New heart procedure reduces patient recovery time
Wednesday, May 25, 2016
PHOENIX — A relatively new heart surgery procedure radically lowers the recovery time for patients and may help save lives, according to medical experts who are training physicians in Arizona on the method.
Clinical trials show patients undergoing heart-valve replacement surgery spend an average of two to three days in a hospital, compared to a minimum of one to two weeks for patients undergoing open-heart surgery.
The team of cardiac surgeons and cardiologists demonstrated the procedure on two patients at Abrazo Arizona Heart Hospital. The hospital was one of 80 sites participating in the trials that aim to demonstrate the effectiveness and durability of the procedure known as a transcatheter aortic valve replacement, or TAVR.
More than 40 doctors from around the country watched on video monitors, as a team of surgeons inserted a catheter into a patient’s groin, thread it into an artery and into the heart, where an artificial valve is placed.
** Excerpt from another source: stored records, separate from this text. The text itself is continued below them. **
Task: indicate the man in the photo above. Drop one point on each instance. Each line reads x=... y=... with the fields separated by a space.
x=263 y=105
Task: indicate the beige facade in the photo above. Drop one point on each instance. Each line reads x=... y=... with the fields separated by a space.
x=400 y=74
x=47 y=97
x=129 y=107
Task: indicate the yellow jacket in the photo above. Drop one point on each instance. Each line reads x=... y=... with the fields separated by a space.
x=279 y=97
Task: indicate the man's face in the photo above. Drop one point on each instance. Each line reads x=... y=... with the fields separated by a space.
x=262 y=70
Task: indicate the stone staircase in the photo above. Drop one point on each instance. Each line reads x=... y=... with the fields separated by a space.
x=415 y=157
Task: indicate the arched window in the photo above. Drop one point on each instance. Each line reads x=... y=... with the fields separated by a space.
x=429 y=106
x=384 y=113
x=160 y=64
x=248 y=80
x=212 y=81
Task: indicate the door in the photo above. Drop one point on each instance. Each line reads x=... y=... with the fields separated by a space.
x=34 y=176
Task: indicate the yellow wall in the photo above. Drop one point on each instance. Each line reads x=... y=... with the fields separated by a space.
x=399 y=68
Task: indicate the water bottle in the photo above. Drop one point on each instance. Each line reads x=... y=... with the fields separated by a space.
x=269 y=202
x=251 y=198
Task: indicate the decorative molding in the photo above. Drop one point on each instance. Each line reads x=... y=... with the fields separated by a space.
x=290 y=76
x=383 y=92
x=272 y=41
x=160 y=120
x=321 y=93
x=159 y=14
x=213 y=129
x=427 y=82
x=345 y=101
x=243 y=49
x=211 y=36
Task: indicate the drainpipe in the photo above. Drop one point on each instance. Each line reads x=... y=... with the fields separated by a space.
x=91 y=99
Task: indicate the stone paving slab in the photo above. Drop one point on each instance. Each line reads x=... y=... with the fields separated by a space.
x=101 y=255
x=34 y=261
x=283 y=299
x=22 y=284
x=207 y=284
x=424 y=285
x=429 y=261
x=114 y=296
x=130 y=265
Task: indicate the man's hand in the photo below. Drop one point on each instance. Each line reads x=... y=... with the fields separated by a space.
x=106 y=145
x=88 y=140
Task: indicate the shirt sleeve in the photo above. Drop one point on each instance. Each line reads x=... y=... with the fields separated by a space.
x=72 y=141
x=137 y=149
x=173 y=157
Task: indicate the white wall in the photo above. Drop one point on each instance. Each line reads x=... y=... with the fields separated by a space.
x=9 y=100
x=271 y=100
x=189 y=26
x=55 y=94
The surgery is described as minimally invasive compared to open heart surgery that involves cracking open a patient’s sternum.
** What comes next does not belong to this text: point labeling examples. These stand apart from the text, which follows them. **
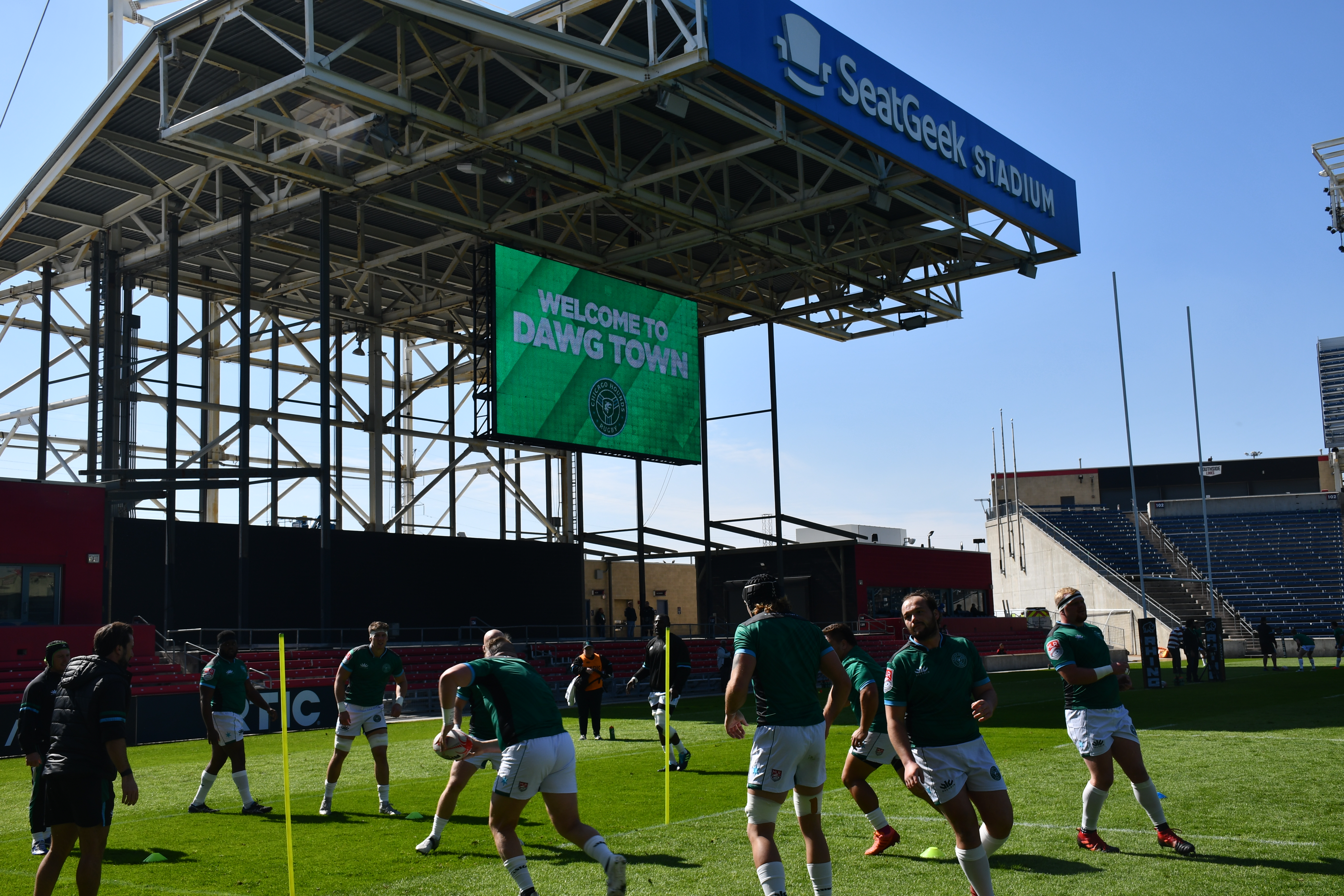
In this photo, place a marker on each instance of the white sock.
(772, 878)
(244, 791)
(597, 851)
(517, 867)
(208, 781)
(975, 863)
(1093, 800)
(820, 875)
(991, 844)
(1148, 798)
Early results are promising, said Dr. Timothy Byrne, a cardiologist and lead surgeon for the Arizona demonstration.
“Is the transcatheter valve going to replace traditional surgery? Well, the data will tell us,” Byrne said. “We believe that all the way down the road that the answer is ‘yes.’ ”
The surgery is for patients suffering from a blockage or narrowing of an aortic valve leading to aortic stenosis, which restricts blood flow to the brain. An estimated 1.5 million Americans have the progressive, life-threatening condition.
Clinical trials for the surgery, have involved high-risk heart patients who are in a frail state and aren’t good candidates for open heart surgery, but trials are being conducted to determine if the surgery is a better option for low-risk patients as well.
Not all patients are good candidates for the procedure. The surgery is less likely to be performed on people with severe or advanced dementia and severe lung disease. The durability of the replacement valve is still unknown, said Tammy Querrey, a director of cardiovascular care at Abrazo.
The first patient who received an aortic valve in 2005 in Venezuela is alive and healthy, Byrne said.
The recovery time is shorter and less stressful for patients than traditional open heart surgery.
According to medical experts, heart-valve patients typically spend an average of two to three days in the hospital with an overall recovery of only a few days. In comparison, open-heart surgery patients spend one to two weeks or longer in the hospital, with a total recovery time of six weeks. Less than 30 percent of patients continue to use their pacemakers six months after the heart-valve surgery.
Byrne said valve-replacement patients had a lower mortality rate and less strokes than open-heart surgery patients.
Surgeons believe the procedure will ultimately prove to be more efficient and less risky than traditional surgery. And, it will return quality of life.
So far, the procedure has had excellent outcomes and changed the lives of thousands, including a 95-year-old patient.
“It’s very inspiring when they say, ‘Well, I want to get back on the golf course, or I want to get back to walking around this pond,’” Querrey said. “‘I just want to be able to walk a couple times a day around the pond that I like to see the ducks, the birds, the nature, just experience that simple thing again.’”
Now he is able to do all of that three times a day.